We haven't been to the pediatric clinic on Bainbridge since July, when I took Katie there because of her back and leg pain. They referred her for an x-ray and what turned out to be her final CT scan --the one that revealed the new tumor. That was the day we learned that she was going to die. She was having random, severe attacks of pain, that seemed unrelated to anything that she was doing. She had a very high pain-tolerance, and these episodes were extremely confusing to me. Her moods were unpredictable, to say the least. We were struggling to understand the symptoms and to respond to them lovingly, appropriately and effectively for the whole family. I think a good way to put it is that we were feeling "in over our heads." The image of the Dutch boy, with all of his fingers and toes plugging the ever-growing holes in the dike comes to mind. So going back to that clinic, as nice as the place is, and as kind as the people are, was dreadful (full of dread) for me. I don't think David liked it, either.
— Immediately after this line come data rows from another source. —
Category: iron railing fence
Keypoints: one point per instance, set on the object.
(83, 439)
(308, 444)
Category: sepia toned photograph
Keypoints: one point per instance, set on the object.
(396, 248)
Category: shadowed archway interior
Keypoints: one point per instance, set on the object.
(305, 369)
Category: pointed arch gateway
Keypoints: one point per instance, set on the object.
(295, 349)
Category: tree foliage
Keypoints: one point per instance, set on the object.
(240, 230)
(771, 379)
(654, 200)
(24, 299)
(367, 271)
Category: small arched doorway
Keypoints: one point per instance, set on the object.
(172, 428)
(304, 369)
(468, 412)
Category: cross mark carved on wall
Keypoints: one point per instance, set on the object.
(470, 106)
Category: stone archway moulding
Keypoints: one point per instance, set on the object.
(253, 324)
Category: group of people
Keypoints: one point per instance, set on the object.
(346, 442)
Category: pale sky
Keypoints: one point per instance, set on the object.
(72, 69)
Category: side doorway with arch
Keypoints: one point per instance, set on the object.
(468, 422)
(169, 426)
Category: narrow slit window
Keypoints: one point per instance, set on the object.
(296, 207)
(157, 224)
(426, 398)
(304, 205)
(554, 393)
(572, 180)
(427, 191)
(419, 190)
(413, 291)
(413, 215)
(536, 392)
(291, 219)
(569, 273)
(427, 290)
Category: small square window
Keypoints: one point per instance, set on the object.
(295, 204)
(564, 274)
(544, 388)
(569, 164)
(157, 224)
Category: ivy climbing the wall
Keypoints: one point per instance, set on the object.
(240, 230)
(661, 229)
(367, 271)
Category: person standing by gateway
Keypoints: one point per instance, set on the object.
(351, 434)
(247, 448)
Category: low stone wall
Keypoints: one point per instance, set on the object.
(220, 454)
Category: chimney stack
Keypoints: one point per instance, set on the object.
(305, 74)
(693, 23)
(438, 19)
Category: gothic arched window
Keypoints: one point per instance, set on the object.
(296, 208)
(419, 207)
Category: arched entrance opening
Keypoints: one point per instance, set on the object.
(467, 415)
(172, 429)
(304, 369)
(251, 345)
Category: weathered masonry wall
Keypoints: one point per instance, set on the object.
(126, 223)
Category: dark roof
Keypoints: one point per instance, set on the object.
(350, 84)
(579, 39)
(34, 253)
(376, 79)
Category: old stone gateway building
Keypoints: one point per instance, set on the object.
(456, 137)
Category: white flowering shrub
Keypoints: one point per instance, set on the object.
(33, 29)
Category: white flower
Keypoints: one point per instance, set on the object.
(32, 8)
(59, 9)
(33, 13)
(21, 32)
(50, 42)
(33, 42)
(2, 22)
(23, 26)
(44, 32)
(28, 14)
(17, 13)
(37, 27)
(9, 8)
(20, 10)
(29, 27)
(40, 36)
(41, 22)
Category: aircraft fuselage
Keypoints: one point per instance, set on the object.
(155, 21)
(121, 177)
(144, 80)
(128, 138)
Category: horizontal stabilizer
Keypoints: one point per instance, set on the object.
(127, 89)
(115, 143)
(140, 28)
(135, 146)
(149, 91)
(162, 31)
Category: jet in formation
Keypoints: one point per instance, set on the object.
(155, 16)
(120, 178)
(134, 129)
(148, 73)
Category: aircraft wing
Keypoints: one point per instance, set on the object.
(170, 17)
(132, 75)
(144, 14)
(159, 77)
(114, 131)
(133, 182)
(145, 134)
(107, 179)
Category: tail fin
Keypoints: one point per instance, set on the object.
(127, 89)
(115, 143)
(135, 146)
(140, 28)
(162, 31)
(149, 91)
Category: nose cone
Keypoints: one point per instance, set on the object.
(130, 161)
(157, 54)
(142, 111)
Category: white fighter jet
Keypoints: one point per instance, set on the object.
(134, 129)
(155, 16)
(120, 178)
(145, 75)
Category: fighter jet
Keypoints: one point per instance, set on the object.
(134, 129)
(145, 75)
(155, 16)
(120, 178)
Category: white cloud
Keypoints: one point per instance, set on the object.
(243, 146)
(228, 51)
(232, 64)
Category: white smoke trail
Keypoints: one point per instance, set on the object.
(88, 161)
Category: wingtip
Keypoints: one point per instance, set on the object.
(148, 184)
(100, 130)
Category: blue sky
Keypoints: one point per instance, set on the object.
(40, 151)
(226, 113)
It turns out that this is just a virus. David will be contagious until the fever is gone, and he still has a temperature of 100. We can't expose the family to that, especially the senior citizens, so we are at home, watching the DOT camera images of Stevens Pass and waiting to hear that Gregg and his parents have traveled safely through.
I have had to face my fear of anything bad happening to my son and to my husband in the past day. Let me just say how tired that makes me feel.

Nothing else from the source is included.